The connected disconnect: is social media stealing our time?

The connected disconnect: is social media stealing our time?

Time is precious, it’s a non-renewable resource, and there’s nothing we can do to make it last longer or slow down. Trends in how people spend their time has changed exponentially in recent times. The question is, are we being wise with our time?

According to Roy Morgan, the average Australian aged over 14 now spends almost six hours (340 minutes) on social media every week. Commuting times are also up with the University of Canberra reporting that Australians spent 4.4 hours a week, or 53 minutes a day for a five-day working week, travelling to and from work. An increase from 3.9 hours in 2002.

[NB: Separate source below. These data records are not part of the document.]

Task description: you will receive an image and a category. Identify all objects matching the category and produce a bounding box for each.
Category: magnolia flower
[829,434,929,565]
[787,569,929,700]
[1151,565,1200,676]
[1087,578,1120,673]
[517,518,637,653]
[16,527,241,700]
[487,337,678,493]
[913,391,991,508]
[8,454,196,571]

Recent research from the University of Warwick is the first study of its kind to show the impact of digital mobile devices on different aspects of family time. The study found that children are spending more time at home with their parents but not in shared activities such as watching television and meals. The increase is in what is called “alone-together” time, when children are at home with their parents but say they are alone.  

Dr Stella Chatzitheochari of the Department of Sociology, University of Warwick said of the research “Our study is the first to measure the rapid spread of mobile devices across family life, revealing that children and parents will spend time on devices such as smartphones and tablets even while watching TV or eating together. The research shows that device use is now embedded into family life. While we did not find any significant changes in the time family members spend interacting and doing things together, it is certainly possible that mobile devices distract people’s attention during family activities, leading to feelings that the quality of family relationships is under threat”.

A 2018 survey revealed that many New Zealanders are unhappy with their partners’ smartphone usage. According to findings from a nationwide survey undertaken by New Zealand telecommunications provider 2degrees, almost 40 per cent of New Zealanders surveyed are concerned their partners are spending too much time on their smartphones.

So how do we maintain real connections with our loved ones in our always-on, always-connected culture? Taking time to switch off and focus on the present moment with our loved ones is important explains relationship expert Dr Anna Martin. “While technology has an incredible array of benefits, real-life interactions remain key to maintaining a healthy relationship.”

For those who think their smartphones are negatively impacting on their relationships, Martin advocates setting dedicated device-free time or spaces. Implementing a ‘no smartphones in bed’ rule is one of Martin’s favourite rules. “You’re really going to think twice about sending that text or answering that call if you know you have to get up and leave the room to do it,” says Martin.